Niels Bohr Institute > Who, What, When > > Niels Bohr's career > The Bohr atom
1912-01-01
The Bohr atom
Upon completing his doctorate in physics at the University of Copenhagen in 1911, Bohr obtained a grant from the Carlsberg Foundation to study abroad. He went first to Cambridge to study with J.J. Thomson, known as the discoverer of the electron, the theory of which had been the topic of Bohr's doctoral thesis.
After half a year he was invited by Ernest Rutherford in Manchester to continue his studies there. Only a year before, Rutherford and his collaborators had established that the atom consisted of a positively charged central nucleus carrying practically the entire mass, with negatively charged electrons circling around it at relatively large distances.
This would become the basis for Bohr's breakthrough as a physicist, as he realised that such a system would be unstable according to classical physics and that a radical solution was required.

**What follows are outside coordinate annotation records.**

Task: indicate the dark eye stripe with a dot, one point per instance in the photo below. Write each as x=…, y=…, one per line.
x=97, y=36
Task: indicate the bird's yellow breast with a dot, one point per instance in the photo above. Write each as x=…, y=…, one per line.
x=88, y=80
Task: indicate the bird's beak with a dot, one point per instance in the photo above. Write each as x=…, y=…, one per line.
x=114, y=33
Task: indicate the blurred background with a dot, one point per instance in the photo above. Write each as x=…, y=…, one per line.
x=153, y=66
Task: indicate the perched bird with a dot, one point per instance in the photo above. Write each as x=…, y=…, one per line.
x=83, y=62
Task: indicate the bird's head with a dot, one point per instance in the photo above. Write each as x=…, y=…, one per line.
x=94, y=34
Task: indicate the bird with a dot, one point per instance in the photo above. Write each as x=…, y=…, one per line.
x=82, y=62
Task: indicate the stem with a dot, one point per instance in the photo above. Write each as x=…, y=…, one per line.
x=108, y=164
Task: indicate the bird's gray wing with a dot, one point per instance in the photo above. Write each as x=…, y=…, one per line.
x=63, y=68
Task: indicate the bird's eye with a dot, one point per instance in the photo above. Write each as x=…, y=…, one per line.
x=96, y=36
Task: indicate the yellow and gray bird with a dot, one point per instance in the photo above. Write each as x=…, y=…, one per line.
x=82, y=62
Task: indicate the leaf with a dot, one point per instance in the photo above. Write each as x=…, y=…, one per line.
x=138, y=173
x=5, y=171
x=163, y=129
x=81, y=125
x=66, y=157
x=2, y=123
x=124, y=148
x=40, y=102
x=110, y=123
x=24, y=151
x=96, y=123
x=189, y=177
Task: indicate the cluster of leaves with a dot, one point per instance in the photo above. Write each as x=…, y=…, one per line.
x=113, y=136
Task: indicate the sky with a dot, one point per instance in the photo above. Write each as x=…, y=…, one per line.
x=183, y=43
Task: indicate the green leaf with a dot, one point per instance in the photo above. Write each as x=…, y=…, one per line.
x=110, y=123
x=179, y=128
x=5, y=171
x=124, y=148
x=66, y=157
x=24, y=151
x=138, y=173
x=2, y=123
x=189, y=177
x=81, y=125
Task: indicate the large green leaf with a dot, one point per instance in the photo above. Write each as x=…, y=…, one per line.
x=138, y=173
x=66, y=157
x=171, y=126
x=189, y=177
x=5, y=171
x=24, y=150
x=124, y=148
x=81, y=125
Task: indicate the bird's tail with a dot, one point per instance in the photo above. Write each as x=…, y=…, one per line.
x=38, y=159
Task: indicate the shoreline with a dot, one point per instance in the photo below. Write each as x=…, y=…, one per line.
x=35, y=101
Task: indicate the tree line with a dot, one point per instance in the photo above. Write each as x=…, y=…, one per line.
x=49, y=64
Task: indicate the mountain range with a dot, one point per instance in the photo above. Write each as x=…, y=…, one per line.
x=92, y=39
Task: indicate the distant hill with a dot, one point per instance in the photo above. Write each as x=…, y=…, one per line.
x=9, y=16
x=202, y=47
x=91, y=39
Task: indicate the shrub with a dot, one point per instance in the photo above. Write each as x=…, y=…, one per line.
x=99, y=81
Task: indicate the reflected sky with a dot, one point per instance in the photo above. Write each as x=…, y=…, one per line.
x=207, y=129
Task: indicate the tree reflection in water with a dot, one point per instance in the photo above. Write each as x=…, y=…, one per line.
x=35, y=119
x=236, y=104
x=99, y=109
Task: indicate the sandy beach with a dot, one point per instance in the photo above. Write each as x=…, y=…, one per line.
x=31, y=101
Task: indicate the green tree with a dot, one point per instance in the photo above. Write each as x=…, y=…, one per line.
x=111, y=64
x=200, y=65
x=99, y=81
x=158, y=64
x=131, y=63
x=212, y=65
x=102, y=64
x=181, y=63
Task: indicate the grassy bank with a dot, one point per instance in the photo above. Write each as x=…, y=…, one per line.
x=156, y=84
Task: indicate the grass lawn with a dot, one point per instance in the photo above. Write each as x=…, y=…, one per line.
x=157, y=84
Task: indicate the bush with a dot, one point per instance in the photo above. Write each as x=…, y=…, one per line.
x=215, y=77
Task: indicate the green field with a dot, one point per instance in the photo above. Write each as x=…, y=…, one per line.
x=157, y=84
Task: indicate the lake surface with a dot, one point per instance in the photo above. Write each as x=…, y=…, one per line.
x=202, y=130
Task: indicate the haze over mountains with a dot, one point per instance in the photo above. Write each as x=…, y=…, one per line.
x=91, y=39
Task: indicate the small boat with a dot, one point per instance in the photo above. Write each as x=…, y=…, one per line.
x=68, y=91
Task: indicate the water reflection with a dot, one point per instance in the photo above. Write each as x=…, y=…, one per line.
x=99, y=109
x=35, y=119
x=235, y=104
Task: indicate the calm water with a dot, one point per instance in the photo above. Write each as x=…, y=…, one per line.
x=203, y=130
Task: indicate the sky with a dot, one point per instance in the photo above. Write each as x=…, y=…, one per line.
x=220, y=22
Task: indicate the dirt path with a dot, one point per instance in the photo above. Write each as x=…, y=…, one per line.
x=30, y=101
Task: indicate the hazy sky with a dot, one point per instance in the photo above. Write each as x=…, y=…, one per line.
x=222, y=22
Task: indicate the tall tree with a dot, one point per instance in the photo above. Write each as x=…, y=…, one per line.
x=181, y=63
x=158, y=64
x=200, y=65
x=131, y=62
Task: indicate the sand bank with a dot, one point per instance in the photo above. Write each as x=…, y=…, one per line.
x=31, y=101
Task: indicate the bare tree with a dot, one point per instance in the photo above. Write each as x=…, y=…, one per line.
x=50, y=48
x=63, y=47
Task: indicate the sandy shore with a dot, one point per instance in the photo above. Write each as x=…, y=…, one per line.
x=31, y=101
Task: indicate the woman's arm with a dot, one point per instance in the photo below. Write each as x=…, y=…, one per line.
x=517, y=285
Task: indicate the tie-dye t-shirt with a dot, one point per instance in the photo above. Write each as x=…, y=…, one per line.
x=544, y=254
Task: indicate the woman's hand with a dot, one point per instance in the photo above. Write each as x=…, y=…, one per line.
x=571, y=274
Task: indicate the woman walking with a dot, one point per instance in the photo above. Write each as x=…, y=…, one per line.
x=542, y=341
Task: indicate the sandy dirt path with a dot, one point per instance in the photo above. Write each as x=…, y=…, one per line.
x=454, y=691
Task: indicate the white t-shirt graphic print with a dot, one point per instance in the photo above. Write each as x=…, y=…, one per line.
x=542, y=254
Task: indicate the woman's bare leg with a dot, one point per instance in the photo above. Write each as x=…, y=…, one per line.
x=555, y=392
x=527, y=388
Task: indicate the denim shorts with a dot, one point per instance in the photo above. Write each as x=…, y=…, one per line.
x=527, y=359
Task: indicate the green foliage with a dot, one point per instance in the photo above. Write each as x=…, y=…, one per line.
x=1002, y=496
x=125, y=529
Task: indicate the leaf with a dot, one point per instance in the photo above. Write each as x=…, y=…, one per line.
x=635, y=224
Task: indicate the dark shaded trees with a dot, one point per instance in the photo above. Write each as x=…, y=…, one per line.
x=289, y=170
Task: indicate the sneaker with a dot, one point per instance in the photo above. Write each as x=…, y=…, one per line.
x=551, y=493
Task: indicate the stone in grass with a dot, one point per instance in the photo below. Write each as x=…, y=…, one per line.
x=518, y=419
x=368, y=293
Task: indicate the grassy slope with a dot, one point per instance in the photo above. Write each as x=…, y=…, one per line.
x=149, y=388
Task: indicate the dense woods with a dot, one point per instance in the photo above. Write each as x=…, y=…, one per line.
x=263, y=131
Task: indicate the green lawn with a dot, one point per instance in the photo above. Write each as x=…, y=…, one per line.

He employed the quantum of action, introduced by Max Planck in 1900, postulating in complete contradiction to classical physics that the electrons could circle only in a limited number of discrete orbits, releasing or absorbing electromagnetic radiation when jumping from one orbit to the other.
Back in Copenhagen, Bohr was alerted by his colleague H.M. Hansen to the Balmer formula of experimental spectroscopy, an empirically derived formula which described, but did not explain, the spectrum of the hydrogen atom. It turned out that Bohr's theory predicted exactly this formula.
His famous ‘trilogy' of papers presenting his theory followed in 1913. In the course of the next decade, Bohr's theory was improved and modified by Bohr and others. Predicting a great number of experimental findings, it was gradually accepted in the physics community.